Multiple doses of hnCD16-iNK cells effectively mediate improved ADCC in vivo against B-cell lymphoma. (A) Schema of multiple NK cell dosing study. NSG mice were inoculated intraperitoneally with 2 × 105 Luc-expressing Raji cells, and tumor engraftment was assessed by IVIS imaging 3 days later for a baseline pretreatment reading. On day 4 after transplant, mice were left untreated or were treated with 1 × 107 PB-NK cells or hnCD16-iNK cells, alone or in combination with 300 μg of rituximab weekly for 4 weeks. NK cells were supported by injection of IL-15 for the first week and by injection of IL-2 for 3 weeks. IVIS imaging was done weekly to monitor tumor progression. (B) Tumor burden was determined by BLI over the first 28 days. (C) Time course of IVIS imaging. Data are mean ± SEM for the mice in panel B. Anti-CD20 vs PB-NK+anti-CD20 not significant for all data points, 2-tailed Student t test. (D) Kaplan-Meier curve representing the percent survival of the experimental groups. The median survival for the untreated group and the groups treated with Anti-CD20, PB-NK+anti-CD20, and hnCD16-iNK+anti-CD20 are 25, 47, 61, and 76 days, respectively. Anti-CD20 vs PB-NK+anti-CD20, P = .0185; anti-CD20 vs hnCD16-iNK+anti-CD20, P = .0065; PB-NK+anti-CD20 vs hnCD16-iNK+anti-CD20, P = .0485; 2-tailed log-rank test. *P < .05, **P < .01, anti-CD20 vs hnCD16-iNK+anti-CD20, 2-tailed Student t test.

Figure 5.

hnCD16-iNK cells effectively mediate ADCC in a human lymphoma systemic tumor model. (A) Flow scheme of IV NK cell infusion in vivo study.

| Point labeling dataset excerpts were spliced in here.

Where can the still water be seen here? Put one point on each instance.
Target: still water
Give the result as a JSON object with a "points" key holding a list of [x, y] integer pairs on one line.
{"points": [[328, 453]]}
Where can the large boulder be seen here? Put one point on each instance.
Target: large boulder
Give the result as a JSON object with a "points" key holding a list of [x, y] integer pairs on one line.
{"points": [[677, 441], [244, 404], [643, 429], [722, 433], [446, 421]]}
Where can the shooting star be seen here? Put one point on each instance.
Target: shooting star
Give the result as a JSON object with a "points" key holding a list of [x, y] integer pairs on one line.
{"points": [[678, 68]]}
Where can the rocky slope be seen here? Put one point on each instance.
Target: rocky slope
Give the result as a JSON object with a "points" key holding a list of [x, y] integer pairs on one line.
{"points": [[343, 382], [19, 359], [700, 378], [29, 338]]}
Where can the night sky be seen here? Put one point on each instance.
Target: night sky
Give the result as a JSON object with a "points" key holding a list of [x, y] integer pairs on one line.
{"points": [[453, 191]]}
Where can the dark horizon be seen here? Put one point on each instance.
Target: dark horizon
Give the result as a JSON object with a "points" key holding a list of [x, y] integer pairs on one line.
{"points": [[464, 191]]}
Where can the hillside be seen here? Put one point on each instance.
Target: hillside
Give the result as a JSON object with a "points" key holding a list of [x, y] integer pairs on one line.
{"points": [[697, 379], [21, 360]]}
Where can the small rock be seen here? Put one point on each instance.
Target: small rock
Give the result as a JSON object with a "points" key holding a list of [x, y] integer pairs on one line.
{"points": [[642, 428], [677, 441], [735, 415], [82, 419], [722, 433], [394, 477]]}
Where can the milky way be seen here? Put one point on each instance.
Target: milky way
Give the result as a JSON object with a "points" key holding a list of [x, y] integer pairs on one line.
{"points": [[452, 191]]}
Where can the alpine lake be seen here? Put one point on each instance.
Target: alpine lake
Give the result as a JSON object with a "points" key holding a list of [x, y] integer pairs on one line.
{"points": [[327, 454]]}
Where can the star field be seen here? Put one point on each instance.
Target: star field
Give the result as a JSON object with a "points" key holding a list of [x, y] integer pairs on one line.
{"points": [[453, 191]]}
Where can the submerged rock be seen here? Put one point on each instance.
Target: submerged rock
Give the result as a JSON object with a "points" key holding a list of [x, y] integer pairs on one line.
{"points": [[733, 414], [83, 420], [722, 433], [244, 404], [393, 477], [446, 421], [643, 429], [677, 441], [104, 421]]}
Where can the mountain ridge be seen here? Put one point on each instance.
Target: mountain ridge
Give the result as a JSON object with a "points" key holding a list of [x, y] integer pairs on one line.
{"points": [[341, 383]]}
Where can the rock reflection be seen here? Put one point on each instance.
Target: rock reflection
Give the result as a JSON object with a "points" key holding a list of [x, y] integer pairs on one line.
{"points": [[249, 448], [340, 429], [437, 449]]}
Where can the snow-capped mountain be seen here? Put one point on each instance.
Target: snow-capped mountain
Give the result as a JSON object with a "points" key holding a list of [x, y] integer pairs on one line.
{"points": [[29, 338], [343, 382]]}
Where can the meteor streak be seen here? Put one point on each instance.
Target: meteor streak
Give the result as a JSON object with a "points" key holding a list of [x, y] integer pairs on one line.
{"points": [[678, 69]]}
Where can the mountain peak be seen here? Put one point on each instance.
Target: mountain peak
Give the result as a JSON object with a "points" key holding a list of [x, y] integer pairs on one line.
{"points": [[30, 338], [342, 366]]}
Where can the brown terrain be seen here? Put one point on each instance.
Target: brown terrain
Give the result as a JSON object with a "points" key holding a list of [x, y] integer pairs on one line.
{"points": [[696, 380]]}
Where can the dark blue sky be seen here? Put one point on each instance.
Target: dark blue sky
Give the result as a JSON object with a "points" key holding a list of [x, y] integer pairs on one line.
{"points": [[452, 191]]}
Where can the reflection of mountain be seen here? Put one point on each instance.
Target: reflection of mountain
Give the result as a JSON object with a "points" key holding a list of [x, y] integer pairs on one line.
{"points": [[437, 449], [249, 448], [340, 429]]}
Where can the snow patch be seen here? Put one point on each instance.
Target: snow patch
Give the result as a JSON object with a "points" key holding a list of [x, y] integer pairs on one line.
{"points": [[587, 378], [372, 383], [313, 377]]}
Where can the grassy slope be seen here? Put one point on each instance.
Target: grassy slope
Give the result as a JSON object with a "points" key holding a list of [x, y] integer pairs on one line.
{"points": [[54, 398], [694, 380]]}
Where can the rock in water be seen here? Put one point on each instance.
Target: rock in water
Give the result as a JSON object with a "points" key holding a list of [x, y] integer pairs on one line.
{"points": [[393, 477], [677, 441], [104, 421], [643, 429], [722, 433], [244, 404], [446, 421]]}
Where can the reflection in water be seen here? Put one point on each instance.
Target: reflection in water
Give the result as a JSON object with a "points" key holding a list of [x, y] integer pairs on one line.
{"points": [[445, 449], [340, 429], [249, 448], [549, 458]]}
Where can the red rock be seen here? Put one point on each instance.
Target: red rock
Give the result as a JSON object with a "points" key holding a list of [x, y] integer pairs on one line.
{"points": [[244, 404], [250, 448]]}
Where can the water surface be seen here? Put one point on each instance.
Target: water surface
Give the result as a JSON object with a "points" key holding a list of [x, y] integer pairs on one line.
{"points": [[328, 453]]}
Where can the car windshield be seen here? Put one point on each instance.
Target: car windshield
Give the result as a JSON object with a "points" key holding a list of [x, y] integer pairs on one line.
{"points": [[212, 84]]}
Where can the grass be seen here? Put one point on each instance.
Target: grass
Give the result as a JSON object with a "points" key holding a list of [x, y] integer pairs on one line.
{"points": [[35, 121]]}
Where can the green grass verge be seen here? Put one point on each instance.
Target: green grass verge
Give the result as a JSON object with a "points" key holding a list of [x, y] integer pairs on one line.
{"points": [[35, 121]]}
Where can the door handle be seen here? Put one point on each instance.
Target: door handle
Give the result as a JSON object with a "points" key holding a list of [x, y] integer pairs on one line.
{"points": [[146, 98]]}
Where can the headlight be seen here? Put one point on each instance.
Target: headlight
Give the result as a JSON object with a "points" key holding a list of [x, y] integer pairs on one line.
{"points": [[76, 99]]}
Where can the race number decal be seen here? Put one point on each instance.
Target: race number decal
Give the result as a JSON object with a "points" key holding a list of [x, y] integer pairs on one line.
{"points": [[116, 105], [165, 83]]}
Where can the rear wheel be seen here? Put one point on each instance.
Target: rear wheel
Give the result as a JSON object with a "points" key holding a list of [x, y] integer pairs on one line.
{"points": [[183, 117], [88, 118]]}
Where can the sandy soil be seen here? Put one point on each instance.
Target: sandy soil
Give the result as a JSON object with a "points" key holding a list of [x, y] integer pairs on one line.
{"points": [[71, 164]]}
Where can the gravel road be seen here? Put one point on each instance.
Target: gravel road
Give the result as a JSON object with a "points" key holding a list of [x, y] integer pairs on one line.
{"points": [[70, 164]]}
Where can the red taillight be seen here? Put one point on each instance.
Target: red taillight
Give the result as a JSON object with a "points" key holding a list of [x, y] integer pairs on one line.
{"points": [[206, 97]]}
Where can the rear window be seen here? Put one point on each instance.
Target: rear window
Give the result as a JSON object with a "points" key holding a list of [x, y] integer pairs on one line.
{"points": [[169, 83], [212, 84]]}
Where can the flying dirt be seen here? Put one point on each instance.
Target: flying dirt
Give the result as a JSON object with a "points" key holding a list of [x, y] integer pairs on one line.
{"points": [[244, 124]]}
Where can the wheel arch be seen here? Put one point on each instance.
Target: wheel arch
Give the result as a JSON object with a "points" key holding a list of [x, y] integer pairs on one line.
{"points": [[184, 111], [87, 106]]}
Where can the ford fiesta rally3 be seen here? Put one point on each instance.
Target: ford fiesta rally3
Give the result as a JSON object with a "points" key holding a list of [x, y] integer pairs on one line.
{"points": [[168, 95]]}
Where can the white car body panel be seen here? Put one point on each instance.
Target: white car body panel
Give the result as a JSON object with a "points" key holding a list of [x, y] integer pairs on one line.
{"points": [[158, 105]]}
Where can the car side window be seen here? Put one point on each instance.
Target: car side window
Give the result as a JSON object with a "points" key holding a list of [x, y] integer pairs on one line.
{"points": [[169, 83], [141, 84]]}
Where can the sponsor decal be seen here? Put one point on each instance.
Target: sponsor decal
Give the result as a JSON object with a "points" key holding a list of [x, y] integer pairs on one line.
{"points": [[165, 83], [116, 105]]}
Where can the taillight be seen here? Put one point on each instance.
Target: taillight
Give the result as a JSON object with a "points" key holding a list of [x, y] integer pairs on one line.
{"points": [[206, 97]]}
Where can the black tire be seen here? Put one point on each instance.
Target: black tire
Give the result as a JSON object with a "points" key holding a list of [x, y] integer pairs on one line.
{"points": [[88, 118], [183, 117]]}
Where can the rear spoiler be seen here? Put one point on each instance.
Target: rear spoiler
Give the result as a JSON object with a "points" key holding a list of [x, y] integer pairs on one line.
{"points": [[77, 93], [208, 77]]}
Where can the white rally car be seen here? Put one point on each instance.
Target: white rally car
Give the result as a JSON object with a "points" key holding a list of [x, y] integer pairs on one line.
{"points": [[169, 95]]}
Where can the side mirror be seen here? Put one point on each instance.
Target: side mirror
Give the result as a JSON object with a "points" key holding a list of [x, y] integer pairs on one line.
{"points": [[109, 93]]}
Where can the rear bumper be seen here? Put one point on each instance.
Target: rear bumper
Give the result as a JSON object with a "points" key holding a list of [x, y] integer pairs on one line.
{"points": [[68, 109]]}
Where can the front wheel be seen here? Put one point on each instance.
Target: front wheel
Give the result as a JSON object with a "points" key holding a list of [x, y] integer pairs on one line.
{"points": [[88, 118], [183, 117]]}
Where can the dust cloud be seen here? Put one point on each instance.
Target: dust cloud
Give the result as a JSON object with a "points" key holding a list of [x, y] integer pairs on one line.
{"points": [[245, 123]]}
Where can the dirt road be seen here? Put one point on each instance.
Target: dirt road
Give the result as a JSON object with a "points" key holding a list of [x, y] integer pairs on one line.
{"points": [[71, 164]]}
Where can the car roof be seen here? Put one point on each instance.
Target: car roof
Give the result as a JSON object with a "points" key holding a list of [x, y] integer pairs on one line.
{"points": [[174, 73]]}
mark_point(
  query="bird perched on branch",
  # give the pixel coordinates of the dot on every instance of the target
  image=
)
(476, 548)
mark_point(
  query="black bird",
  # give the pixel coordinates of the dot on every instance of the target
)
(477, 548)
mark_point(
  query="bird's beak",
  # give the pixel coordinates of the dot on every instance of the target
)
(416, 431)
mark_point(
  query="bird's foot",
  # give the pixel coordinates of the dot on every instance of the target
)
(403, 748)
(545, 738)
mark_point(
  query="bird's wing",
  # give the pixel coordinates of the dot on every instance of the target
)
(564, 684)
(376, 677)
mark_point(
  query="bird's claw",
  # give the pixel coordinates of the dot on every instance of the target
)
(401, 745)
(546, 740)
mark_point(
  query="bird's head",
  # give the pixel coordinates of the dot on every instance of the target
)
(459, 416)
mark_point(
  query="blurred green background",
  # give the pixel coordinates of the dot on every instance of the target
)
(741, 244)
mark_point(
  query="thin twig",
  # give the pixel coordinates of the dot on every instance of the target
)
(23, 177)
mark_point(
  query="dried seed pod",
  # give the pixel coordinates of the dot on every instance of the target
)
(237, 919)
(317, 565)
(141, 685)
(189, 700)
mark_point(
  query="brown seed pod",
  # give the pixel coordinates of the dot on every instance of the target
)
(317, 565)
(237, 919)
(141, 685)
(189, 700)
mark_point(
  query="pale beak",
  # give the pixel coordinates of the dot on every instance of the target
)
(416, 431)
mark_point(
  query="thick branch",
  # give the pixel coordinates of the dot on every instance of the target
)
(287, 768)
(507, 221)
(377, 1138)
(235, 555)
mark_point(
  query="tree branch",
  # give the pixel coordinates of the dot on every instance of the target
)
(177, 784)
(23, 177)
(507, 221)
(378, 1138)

NSG mice were inoculated IV with 2 × 105 Luc-expressing Raji cells. On day 1 after transplant, mice were left untreated or were treated with 1 × 107 PB-NK cells, unmodified iNK cells, or hnCD16-iNK cells, alone or in combination with 300 μg of anti-CD20 antibody. NK cells were supported by injection of IL-15 for the first week and by injection of IL-2 for 3 weeks; IVIS imaging was performed weekly to track tumor progression. (B) Tumor burden was determined by BLI over the first 35 days. (C) IVIS imaging time course. Data are mean ± SEM for the mice in panel B. (D) Kaplan-Meier curve representing the percent survival of the experimental groups. The median survival was not reached in the hnCD16-iNK + anti-CD20 group. Anti-CD20 vs untreated, P = .0021; anti-CD20 vs hnCD16-iNK+anti-CD20, P = .0269; hnCD16-iNK+anti-CD20 vs PB-NK+anti-CD20, P = .0342; hnCD16-iNK+anti-CD20 vs umnodified-iNK+anti-CD20, P = .0350; 2-tailed log-rank test. *P < .05, **P < .01, ***P < .001, hnCD16-iNK+anti-CD20 vs umnodified-iNK+anti-CD20, 2-tailed Student t test.

Figure 6.

hnCD16-iNK cells mediate improved ADCC in vivo against ovarian cancer. NSG mice were inoculated intraperitoneally with 1 × 105 Luc-expressing SKOV-3 cells, and tumor engraftment was assessed by IVIS imaging 4 days later. On day 5 after tumor transplant, mice were left untreated or were treated with 100 μg of anti-HER2 alone or in combination with 5 × 106 hnCD16 iNK cells. NK cells were supported by twice weekly injections of IL-2, and IVIS imaging was done weekly to track tumor load. (A) IVIS imaging. (B) Quantification of geometric mean ± standard deviation for the mice in panel A. (C) Kaplan-Meier curve representing the percent survival of the experimental groups. Untreated vs anti-HER2, P = .0140; anti-HER2 vs anti-HER2 + hnCD16 iNK+, P = .004; 2-tailed log-rank test. (D) Mice injected with Luc-expressing SKOV-3 cells were treated with 1 × 107 (1e7) or 2 × 107 (2e7) cryopreserved hnCD16-iNK cells or with 2 × 107 fresh hnCD16-iNK cells + anti-HER2 antibody. (D) IVIS imaging. (E) Quantification of the geometric mean ± standard deviation for the mice in panel D.